Pablo le dio un beso en la mejilla a Mía. Fernanda y Diego, que vieron todo, se sorprendieron y los felicitaron.
Ese fin de semana, Pablo invitó a Mía a su primera cita. Ella se alistó bien bella para cenar en un restaurante elegante. Pablo pasó a recogerla en su carro. Cuando llegaron, hablaron por horas conociéndose mejor. Pero Pablo tenía preparada una gran sorpresa: la llevó con los ojos vendados a un crucero.
Mía: ¡Wow, esto está muy hermoso!
Pablo: Sí, todo es para ti. Te lo mereces.
Pablo y Mía pasaron la noche felices, celebrando su amor a primera vista. Mientras tanto, Fernanda pensó que Pablo estaría en su casa, y Diego pensó lo mismo. Ambos fueron allí, se encontraron y, sorprendidos, dijeron:
Fernanda: ¿Qué haces aquí?
Diego: Vine a buscar a Pablo, ¿y tú?
Fernanda: Yo también… qué casualidad.
Diego: ¿Crees que sea el destino queriendo unirnos?
Fernanda: ¿Destino? Solo fue casualidad. Ya me voy porque no vine a verte a ti.
Diego: ¿En serio no me quieres ver? Tan linda que está la noche…
Fernanda: No. Adiós.
Ambos se fueron a sus casas, pero Diego se sintió triste. Había encontrado algo en Fernanda que le gustaba, pero sabía que ella era muy complicada de conquistar, pues no creía en el amor.
Un día, Diego se tomó la tarde para investigar cómo hacer que una persona que no cree en el amor pudiera cambiar de opinión. Encontró esta respuesta:
“Si quieres que alguien que no cree en el amor cambie, no lo fuerces; muéstrale con acciones sinceras que el cariño puede ser algo real y bonito. Sé paciente, bríndale confianza, detalles genuinos y apoyo sin esperar nada inmediato.
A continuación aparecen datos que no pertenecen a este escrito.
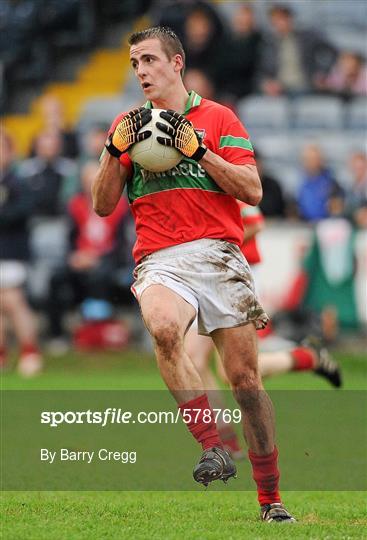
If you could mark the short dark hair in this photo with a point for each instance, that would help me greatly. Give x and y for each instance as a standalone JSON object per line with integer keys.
{"x": 281, "y": 8}
{"x": 171, "y": 44}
Poco a poco, al ver que el amor también significa respeto, seguridad y alegría, esa persona podría abrir su corazón y empezar a creer en él.”
Diego: Bueno… eso haré con tal de tener el amor de Fernanda.
Mientras Mía y Pablo vivían felices su amor, Yanet los espiaba a lo lejos. Descubrió que eran novios y, molesta, se les enfrentó:
Yanet: Pablo, ¿cómo fue que la elegiste a ella? Solo tú puedes estar conmigo.
Pablo: Tú no decides lo que yo quiero. Por favor, déjanos en paz a mí y a Mía.
Yanet: No, tienes que dejarla y estar conmigo.
Cansado, Pablo explotó. Como conocía a Yanet desde pequeña, no soportó más y le dijo la verdad:
Pablo: Lo que pasa es que tú eres adoptada.
Ella no le creyó, pero con el tiempo descubrió que era cierto. Entonces se disculpó. Lo que nadie sabía era que venía de una familia millonaria y desconocía su origen. Les prometió que nunca volvería a molestarlos, pues ahora quería conocer su propia historia. Yanet se fue y nunca la volvieron a ver.
Dos meses después, Mía adoptó un perro pastor alemán llamado Zeus. Era valiente, fuerte y solo obedecía a su dueña. Rápidamente se ganó el cariño de todos sus amigos. Para Mía, Zeus y Pablo eran sus dos grandes amores.